I have a 6466 tender. It whistles fine with the train in neutral but while running it just grinds a little. I suspect some kind of electrical current issue. The rollers are clean, but seem weak when pressed.
Anyone have any suggestions of what to look for or test?


----------



## sjm9911 (Dec 20, 2012)

Newtown could be a bunch of things, I don't have a kw. I would make sure tender is clean, wheels, pick ups etc. Clean the armature and brushes like on an engine. Oil where the whistle spins. This is important! Check the contacts on your whistle control in your transformer. The could be dirty or not making good contact. Run the whistle a bit, sometimes they work better the more they are run. If the spring is bad on the pick up it might need to be replaced. The pick up roller could be bouncing while the train is moving . Try these things first.


----------



## Newtown Joe (Jan 30, 2013)

*"If the spring is bad on the pick up it might need to be replaced. The pick up roller could be bouncing while the train is moving*" .

I think this is the most likley because the springs don't bounce much when pushed. I'm quessing I can get replacements but not sure what it involves to replace.


----------



## sjm9911 (Dec 20, 2012)

If you look at the roller you will see a spring above it. I would just try to wind it off of the post and stretch it out a bit then wind it back on. You might have to take off the truck . I can't remember just replacing the spring. Also check to see if someone's sloppy soldering isn't keeping the roller from going all the way down.
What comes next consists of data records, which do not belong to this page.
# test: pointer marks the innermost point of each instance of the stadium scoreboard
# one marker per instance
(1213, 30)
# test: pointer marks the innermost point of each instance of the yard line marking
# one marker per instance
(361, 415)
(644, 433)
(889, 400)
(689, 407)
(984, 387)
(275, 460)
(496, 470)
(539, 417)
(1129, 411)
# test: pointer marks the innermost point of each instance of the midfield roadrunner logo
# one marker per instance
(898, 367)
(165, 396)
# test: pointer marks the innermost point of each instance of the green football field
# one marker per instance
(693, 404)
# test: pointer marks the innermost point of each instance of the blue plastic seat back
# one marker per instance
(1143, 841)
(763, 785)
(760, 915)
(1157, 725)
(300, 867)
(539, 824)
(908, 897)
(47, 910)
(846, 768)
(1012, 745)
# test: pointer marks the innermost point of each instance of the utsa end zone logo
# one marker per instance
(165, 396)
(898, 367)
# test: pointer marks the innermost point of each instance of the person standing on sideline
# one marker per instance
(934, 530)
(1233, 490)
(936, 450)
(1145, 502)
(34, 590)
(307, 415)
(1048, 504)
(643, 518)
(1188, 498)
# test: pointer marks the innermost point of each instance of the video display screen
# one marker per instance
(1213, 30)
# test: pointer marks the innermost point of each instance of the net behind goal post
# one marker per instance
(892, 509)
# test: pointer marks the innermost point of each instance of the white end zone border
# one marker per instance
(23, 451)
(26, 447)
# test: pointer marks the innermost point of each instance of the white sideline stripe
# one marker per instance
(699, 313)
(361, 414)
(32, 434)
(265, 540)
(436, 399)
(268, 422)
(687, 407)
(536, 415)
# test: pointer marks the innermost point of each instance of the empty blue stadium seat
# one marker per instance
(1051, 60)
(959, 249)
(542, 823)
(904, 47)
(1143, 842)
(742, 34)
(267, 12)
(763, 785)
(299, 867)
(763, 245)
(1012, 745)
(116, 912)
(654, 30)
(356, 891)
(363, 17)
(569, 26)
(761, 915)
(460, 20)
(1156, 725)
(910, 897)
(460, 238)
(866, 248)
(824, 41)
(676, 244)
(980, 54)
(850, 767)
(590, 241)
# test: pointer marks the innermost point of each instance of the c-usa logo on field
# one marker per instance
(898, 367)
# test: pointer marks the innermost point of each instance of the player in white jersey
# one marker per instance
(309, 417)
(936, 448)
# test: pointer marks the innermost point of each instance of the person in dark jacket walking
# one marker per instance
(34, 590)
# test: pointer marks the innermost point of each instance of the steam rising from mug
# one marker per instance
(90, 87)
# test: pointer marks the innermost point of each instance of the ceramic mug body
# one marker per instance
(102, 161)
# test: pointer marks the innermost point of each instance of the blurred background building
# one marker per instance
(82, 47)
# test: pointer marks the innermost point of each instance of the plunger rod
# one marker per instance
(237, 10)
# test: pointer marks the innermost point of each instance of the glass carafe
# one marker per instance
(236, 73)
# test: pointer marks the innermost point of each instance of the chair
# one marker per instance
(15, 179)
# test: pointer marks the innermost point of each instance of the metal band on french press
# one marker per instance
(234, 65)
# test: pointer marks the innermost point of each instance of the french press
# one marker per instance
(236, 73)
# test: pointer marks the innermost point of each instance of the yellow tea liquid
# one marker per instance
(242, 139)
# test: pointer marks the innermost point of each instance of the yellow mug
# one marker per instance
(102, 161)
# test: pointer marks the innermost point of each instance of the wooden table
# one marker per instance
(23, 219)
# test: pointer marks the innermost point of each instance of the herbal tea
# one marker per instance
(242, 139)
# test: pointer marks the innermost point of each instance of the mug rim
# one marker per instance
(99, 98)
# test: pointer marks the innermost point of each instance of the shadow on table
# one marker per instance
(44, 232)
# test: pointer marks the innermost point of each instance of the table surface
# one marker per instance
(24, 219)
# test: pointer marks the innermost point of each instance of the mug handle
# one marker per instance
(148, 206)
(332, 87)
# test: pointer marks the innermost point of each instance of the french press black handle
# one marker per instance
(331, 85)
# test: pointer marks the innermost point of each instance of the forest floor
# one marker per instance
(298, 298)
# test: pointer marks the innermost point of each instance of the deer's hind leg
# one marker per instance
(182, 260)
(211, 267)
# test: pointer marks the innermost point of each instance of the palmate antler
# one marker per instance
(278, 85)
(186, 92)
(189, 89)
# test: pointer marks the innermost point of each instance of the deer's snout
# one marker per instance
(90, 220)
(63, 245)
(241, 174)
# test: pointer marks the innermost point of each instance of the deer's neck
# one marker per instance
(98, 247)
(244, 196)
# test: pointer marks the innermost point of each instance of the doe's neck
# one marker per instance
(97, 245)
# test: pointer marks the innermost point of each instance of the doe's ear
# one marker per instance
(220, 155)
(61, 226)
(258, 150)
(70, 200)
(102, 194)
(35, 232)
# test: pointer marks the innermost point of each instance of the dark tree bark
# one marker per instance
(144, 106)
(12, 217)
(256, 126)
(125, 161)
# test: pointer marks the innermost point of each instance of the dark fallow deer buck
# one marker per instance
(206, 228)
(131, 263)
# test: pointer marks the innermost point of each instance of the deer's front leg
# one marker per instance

I had that happen once. The wire was holding the pickup roller up.


----------



## Kwikster (Feb 22, 2012)

You say whistles fine in neutral but not in motion. Compare voltage when you test in neutral and when running, are they the same? It's possible, the voltage is a touch low when running to pull the relay coil in to turn on the whistle. You may need to gently tweak the contacts on the relay ever so slightly, had to do that on my 6466wx as it had led a hard life.

Carl


----------



## Newtown Joe (Jan 30, 2013)

*Tender*

*"Also check to see if someone's sloppy soldering isn't keeping the roller from going all the way down."*

That someone may have been me.

But, thanks for the tips I'll give them a try tonight.


----------